T'is now time to bid'th thee all adieu
n'er more our friendship to renew
alas and at last! the Lonely Donut Man is through
-LDM

Au revoir! I suppose I should quote something from Sartre or Heidegger, or even Joan Stambaugh for that matter. I deeply regret not being able to reveal my true identity to you. To do so would kill LDM, the persona of creativity representing the creative binge I have been on ever since viewing those bacon pictures Jeremy posted so long ago. There is no rational explanation for this. Something snapped in my head when I saw that bacon. LDM lives I tell you, he lives! The bacon pics also spwaned Helpful In New Hampshire, the Massabi Ranger and the feral children advocate. I have a number of minor literay publications, under a pseudonym of course, and I need to compile, edit and seek publication of the 'real' poems and short stories written while on this binge.

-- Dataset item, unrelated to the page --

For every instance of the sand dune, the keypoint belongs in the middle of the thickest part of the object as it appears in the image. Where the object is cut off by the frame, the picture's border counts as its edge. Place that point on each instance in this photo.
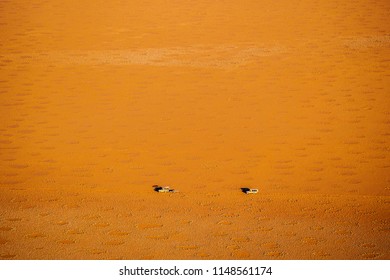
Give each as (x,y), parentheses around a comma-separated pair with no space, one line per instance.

Would it really matter if I told you I am from Kentucky and work in the Human Services profession? What if I said I have multiple degrees and speak 3 languages and have the companionship of a wonderful woman? What if I said I was a UW Grand student? LDM was always there for you with his sweet grease of authenticity. I never once failed you. No matter what you have accomplished in your lives since the posting of the bacon pictures, the madness of predictability and existential malaise has always lurked. For brief periods of time, LDM made the madness real.

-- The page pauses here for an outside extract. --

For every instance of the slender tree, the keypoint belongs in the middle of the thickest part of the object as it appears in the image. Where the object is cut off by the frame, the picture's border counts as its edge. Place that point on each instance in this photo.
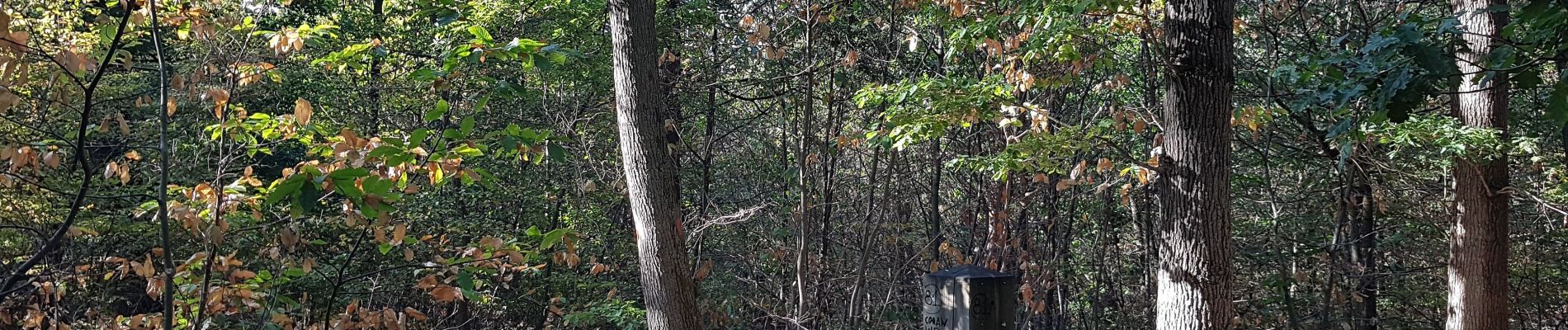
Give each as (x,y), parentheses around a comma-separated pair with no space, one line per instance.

I suspect Jeremy is the only consistent reader of my verse, having editorial duties such as he has. Verily shall I send him an email to satisfy any curiosity he may have about me. It is fitting that I quote from a cookbook diary of Sartre. "I want to create an omelet that expresses the meaninglessness of existence, but instead they taste like cheese. I look at them in the plate, but they don't look back." So it is for any reader of LDM. I cannot stand accused of mauvoise foi, bad faith.

Brady said...

So, basically, internal family systems theory is an updated version of "Herman's Head"? Sheeesh.

Andrea said...

I have been waiting for the revelation of LDM's true identity for weeks and now this??!!

Anonymous said...

Sorry, Brady, but when I first read your comment, I thought you had written about infernal family systems theory. Freudian slip?